Purple Haze – Overdose of Tags

I think tags are one of the most disliked things in Studio. This is particularly true with those users who previously translated using Workbench in Word because there you never saw tags. Tags can be annoying but it really helps if one understands how they function and how they can be handled in Studio. There’s a good blog article by Paul Filkin about handling tags here and the Studio Help also has some good info on the topic.

What’s really annoying are files that have a huge number of tags that don’t have any real meaning for the document. These are often tags that apply a different formatting to spaces between words or turn the same formatting on and off constantly. If there are only a few of them, it’s relatively easy to see that there’s no need to include them in the translation. However, dealing with a large quantity of this purple haze makes it difficult to perceive the actual text and it slows down the translation process. It’s also easier to miss the real tags and the tag verification feature becomes practically useless when there are hundreds of unnecessary warning messages.

These types of tags are common in files converted or copied from PDF format but they can also be easily produced in Word by applying and changing formatting incorrectly, for example by leaving a different formatting in spaces between words. This is very easy to do without realizing it because you don’t see the tags in Word.

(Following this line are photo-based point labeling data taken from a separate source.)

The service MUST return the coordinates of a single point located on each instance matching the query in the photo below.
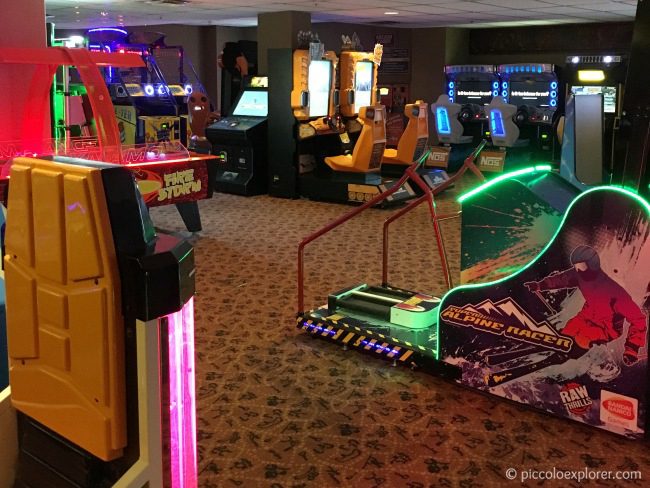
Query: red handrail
(467, 164)
(428, 194)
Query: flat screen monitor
(319, 86)
(534, 93)
(253, 103)
(363, 84)
(478, 92)
(608, 92)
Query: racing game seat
(414, 139)
(369, 149)
(448, 127)
(503, 130)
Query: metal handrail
(409, 174)
(467, 164)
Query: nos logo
(490, 161)
(438, 156)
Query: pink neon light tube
(182, 398)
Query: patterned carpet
(279, 409)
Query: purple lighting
(108, 29)
(182, 405)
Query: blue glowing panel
(442, 121)
(496, 123)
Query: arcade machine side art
(509, 219)
(100, 328)
(568, 332)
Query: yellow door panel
(66, 410)
(66, 330)
(20, 240)
(84, 261)
(22, 325)
(49, 244)
(55, 348)
(89, 337)
(52, 306)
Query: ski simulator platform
(563, 329)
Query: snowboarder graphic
(607, 305)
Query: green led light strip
(505, 176)
(644, 203)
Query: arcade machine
(540, 335)
(556, 316)
(473, 87)
(166, 172)
(240, 142)
(317, 168)
(534, 89)
(70, 110)
(100, 327)
(148, 101)
(600, 79)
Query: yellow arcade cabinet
(100, 331)
(358, 84)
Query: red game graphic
(164, 184)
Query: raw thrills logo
(576, 398)
(531, 94)
(474, 93)
(507, 318)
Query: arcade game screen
(608, 92)
(253, 103)
(536, 93)
(320, 76)
(363, 84)
(476, 92)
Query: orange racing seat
(369, 149)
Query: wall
(330, 34)
(550, 44)
(222, 36)
(22, 24)
(278, 30)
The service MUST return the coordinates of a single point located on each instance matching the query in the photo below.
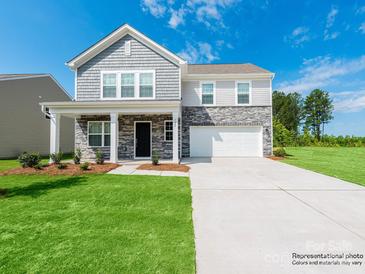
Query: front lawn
(96, 224)
(346, 163)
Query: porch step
(131, 169)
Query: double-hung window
(146, 85)
(109, 85)
(243, 93)
(168, 130)
(207, 93)
(127, 85)
(99, 134)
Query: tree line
(299, 121)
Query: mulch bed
(275, 158)
(164, 167)
(71, 169)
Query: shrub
(99, 157)
(29, 159)
(155, 157)
(39, 166)
(61, 166)
(280, 152)
(84, 166)
(56, 157)
(77, 156)
(282, 136)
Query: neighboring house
(23, 127)
(134, 96)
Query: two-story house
(133, 96)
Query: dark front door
(143, 139)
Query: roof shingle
(225, 69)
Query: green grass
(96, 224)
(346, 163)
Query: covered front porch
(121, 130)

A friend of mine asked me recently if there’s anything she could do to reduce the number of unnecessary tags in her files, so I thought to expand my original reply and share it here as well. I took one of her DOC files (about 1,200 words) and tested various ways to lower the tag count. When I opened the file directly in Studio there were well over 1,000 formatting tags (see Figure 1). I think this was the worst file I’ve ever seen – in most segments there were two pairs of tags between every word! These were mostly font color and spacing tags that applied a different formatting for spaces or turned the same formatting off and on, and obviously were completely unnecessary.

Anni tanni tags Raw DOC

Figure 1. The DOC file opened directly in Trados Studio without any prepping. (Note that the original French source text has been replaced with a Finnish children’s poem to protect the confidentiality of the original text. You didn’t miss anything. It was a really boring text, at least compared to Anni and her trip across the lawn to the cellar to fetch butter, milk and potatoes.)

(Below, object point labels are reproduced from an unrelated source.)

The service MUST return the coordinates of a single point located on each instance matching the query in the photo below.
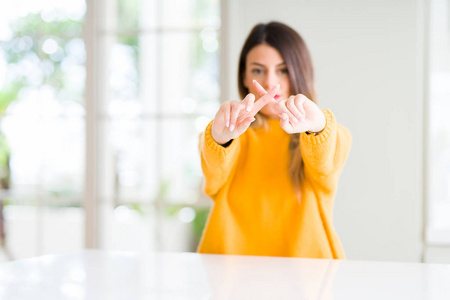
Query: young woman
(272, 161)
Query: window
(115, 91)
(438, 185)
(42, 131)
(158, 87)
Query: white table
(94, 274)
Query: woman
(272, 165)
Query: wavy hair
(297, 58)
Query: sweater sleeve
(217, 161)
(324, 154)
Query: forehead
(264, 54)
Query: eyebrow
(261, 65)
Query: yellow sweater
(256, 211)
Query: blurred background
(102, 102)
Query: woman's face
(265, 65)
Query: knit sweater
(256, 210)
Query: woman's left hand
(297, 113)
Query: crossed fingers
(248, 108)
(290, 109)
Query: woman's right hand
(234, 117)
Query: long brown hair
(298, 61)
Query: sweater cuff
(214, 150)
(324, 134)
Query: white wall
(369, 65)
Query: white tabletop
(94, 274)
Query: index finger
(262, 102)
(261, 91)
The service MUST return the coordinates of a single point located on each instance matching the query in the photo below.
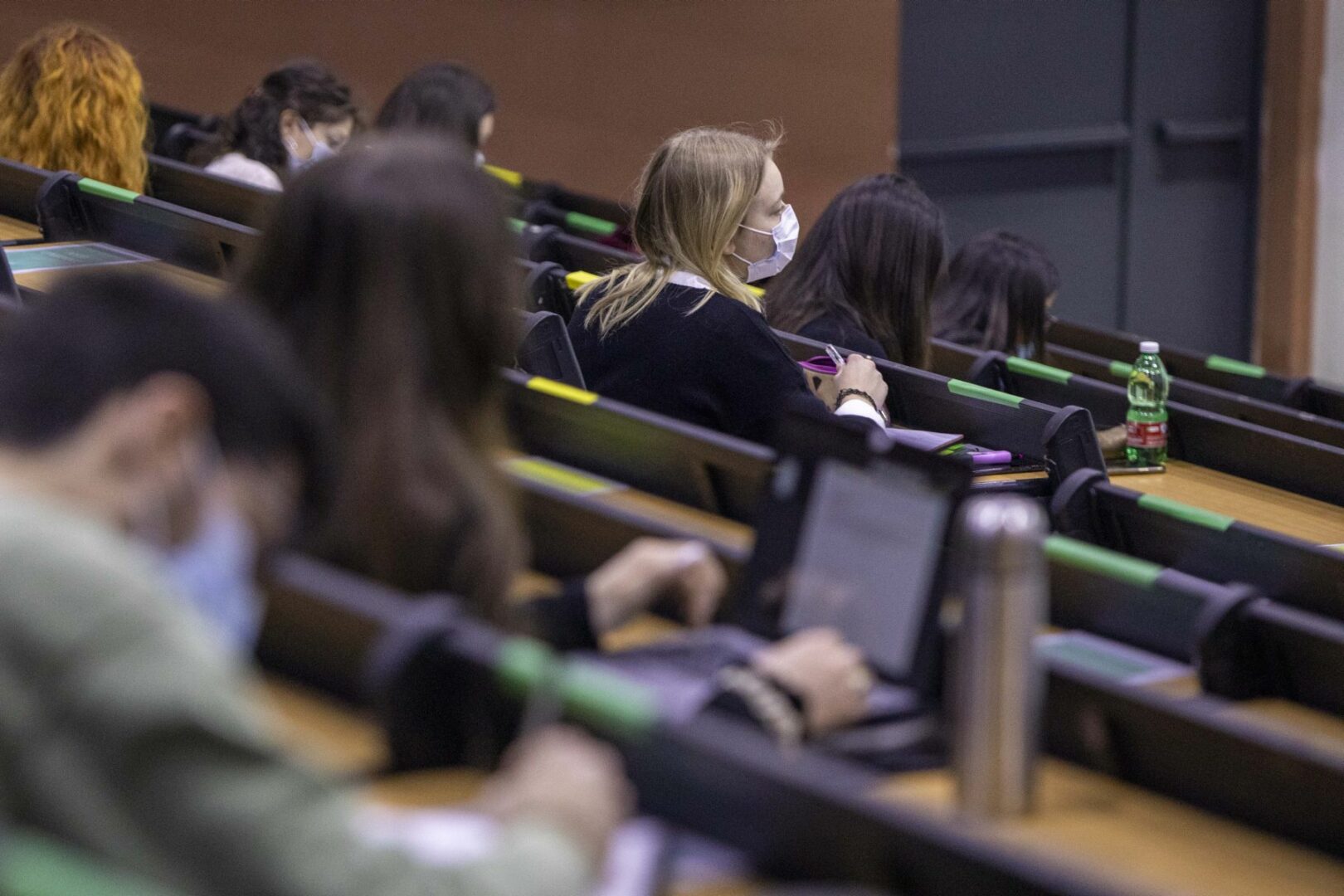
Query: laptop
(851, 535)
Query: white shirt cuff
(859, 407)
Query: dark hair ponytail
(874, 257)
(995, 296)
(444, 97)
(307, 86)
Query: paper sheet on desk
(455, 837)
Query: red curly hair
(71, 99)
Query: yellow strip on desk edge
(558, 476)
(509, 178)
(578, 277)
(562, 390)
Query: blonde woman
(71, 100)
(680, 332)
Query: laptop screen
(867, 559)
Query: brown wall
(587, 89)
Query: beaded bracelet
(767, 703)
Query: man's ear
(288, 125)
(151, 444)
(171, 410)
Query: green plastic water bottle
(1146, 425)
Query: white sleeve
(859, 407)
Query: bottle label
(1146, 434)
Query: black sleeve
(562, 620)
(756, 377)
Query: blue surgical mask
(216, 572)
(785, 236)
(320, 149)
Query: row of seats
(1168, 582)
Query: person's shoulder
(839, 329)
(241, 168)
(67, 566)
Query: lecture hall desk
(15, 229)
(1082, 818)
(42, 281)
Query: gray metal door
(1116, 132)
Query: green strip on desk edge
(1094, 660)
(578, 221)
(1186, 512)
(984, 394)
(1233, 366)
(108, 191)
(1101, 561)
(590, 694)
(1038, 370)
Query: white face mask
(320, 149)
(785, 236)
(214, 571)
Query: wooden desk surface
(15, 229)
(323, 731)
(42, 281)
(1244, 500)
(1136, 837)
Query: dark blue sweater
(718, 367)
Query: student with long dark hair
(866, 273)
(682, 332)
(390, 273)
(444, 97)
(130, 416)
(296, 116)
(390, 270)
(999, 290)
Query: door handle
(1181, 132)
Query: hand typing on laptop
(650, 570)
(828, 674)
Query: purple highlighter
(988, 458)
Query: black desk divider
(175, 132)
(550, 243)
(1234, 405)
(544, 348)
(544, 288)
(563, 199)
(1211, 370)
(195, 188)
(577, 223)
(19, 188)
(645, 450)
(1159, 610)
(1202, 543)
(71, 207)
(797, 817)
(572, 535)
(1060, 436)
(1218, 442)
(1291, 645)
(1300, 655)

I tried the following three methods:

1. Save the source file as DOCX and select the “Skip advanced font formatting” option in the File Types settings (Tools > Options > Microsoft Word 2007-2010 > Common). This option is not available for DOC or RTF files, so this works only with DOCX files (and PPTX and PDF files). When I opened the file in Studio, there were 118 formatting tags (<cf>) left. About half of them seemed to be unnecessary but they were easy to see and skip.

Anni tanni tags DOCX

Figure 2. The same file saved as a DOCX file and opened directly in Trados Studio.

2. Clean the file (DOCX, DOC or RTF) in Word using
CodeZapper. CodeZapper is a Word add-in that includes several cleaning functions. When processing my test file, I used the PDFTidy, PDFFix and CZL functions as a combination and did not test them separately or with any of the other functions. CodeZapper turned out to be clearly the most effective method for this file. There were only 62 formatting tags (<cs>) left in the file and they all seemed to be necessary.

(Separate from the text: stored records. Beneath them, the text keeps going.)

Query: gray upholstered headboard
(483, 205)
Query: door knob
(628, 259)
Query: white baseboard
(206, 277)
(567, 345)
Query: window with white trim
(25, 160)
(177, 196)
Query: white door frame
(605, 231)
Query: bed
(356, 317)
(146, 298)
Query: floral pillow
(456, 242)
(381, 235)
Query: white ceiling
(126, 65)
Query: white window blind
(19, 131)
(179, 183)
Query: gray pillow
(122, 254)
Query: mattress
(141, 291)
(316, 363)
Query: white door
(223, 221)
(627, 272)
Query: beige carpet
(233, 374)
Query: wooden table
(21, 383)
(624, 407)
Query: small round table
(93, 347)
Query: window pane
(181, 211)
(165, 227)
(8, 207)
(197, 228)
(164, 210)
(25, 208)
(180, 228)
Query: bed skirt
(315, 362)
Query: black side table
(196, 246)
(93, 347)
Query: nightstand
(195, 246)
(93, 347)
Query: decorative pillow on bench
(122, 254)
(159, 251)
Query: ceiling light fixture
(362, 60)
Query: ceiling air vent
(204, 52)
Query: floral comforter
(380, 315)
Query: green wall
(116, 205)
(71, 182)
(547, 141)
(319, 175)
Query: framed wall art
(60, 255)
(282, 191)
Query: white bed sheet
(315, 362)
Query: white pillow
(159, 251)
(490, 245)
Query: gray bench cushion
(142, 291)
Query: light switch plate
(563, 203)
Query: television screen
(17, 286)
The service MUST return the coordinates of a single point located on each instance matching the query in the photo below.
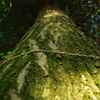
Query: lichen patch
(21, 78)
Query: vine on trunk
(54, 52)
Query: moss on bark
(47, 76)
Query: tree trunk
(45, 72)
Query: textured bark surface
(48, 76)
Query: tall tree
(54, 60)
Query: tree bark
(48, 75)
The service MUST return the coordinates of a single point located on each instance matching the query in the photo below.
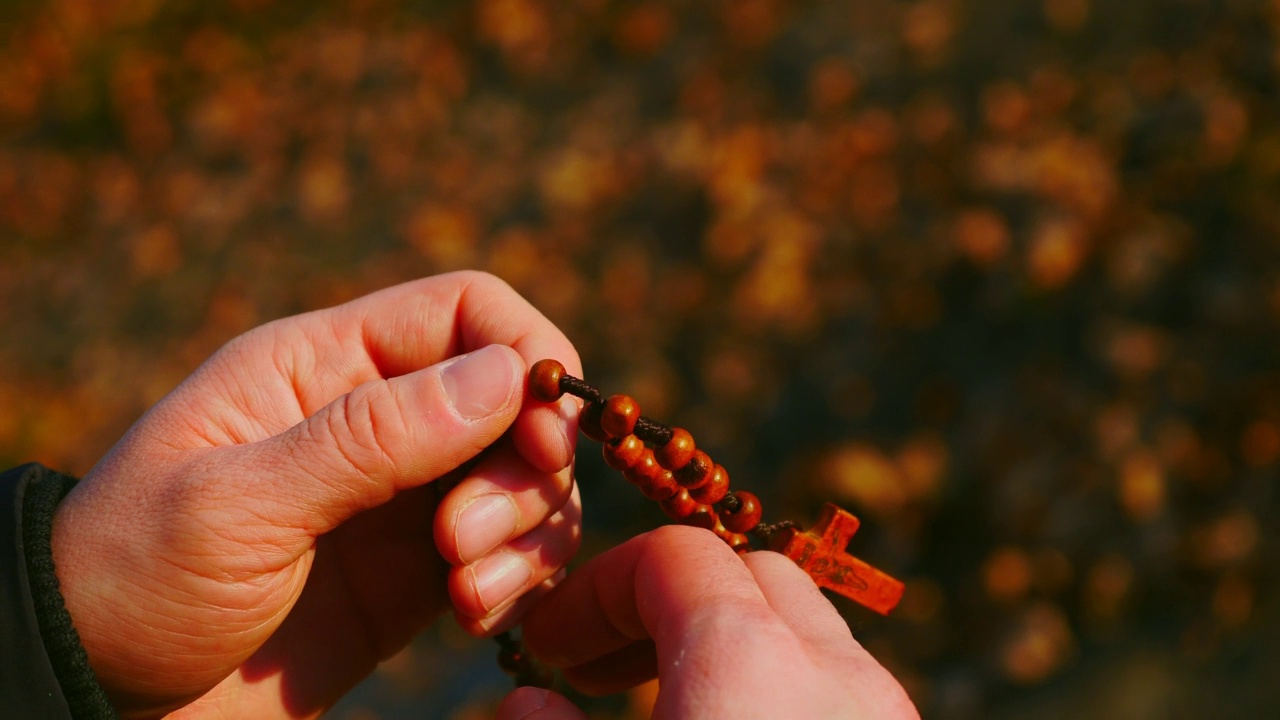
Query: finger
(661, 586)
(536, 703)
(798, 601)
(415, 324)
(501, 499)
(620, 670)
(511, 615)
(383, 437)
(485, 587)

Anni tanni tags CodeZapped

Figure 3. The DOC file opened directly in Trados Studio after it was prepped with CodeZapper. The process removed all tags from the sample sentences.

3.  Clean the file (DOCX, DOC or RTF) in Word using
TransTools Document Cleaner. TransTools is another Word add-in that includes a tag cleaning function. This left 156 formatting tags in the file, and most of them seemed to be unnecessary, and as we can see from the previous example, only about 60 formatting tags are needed in this file.

Anni tanni tags TTooled

Figure 4. The DOC file opened directly in Trados Studio after it was prepped with TransTools.

Of course, one hopes that clients would include a “tag-clearance” as part of their file prep procedure before sending files to translators. That would not only make translators’ lives easier and improve the quality of the translation and the resulting translation memory, but it would also increase fuzzy match leverage because the unnecessary tags wouldn’t be there screwing up the analysis results and fuzzy matching.



10 Responses to “Purple Haze – Overdose of Tags”

  1. paulfilkin Says:

    Good article Tuomas. Another couple of ideas, one from Jerzy Czopik in a number of forum posts.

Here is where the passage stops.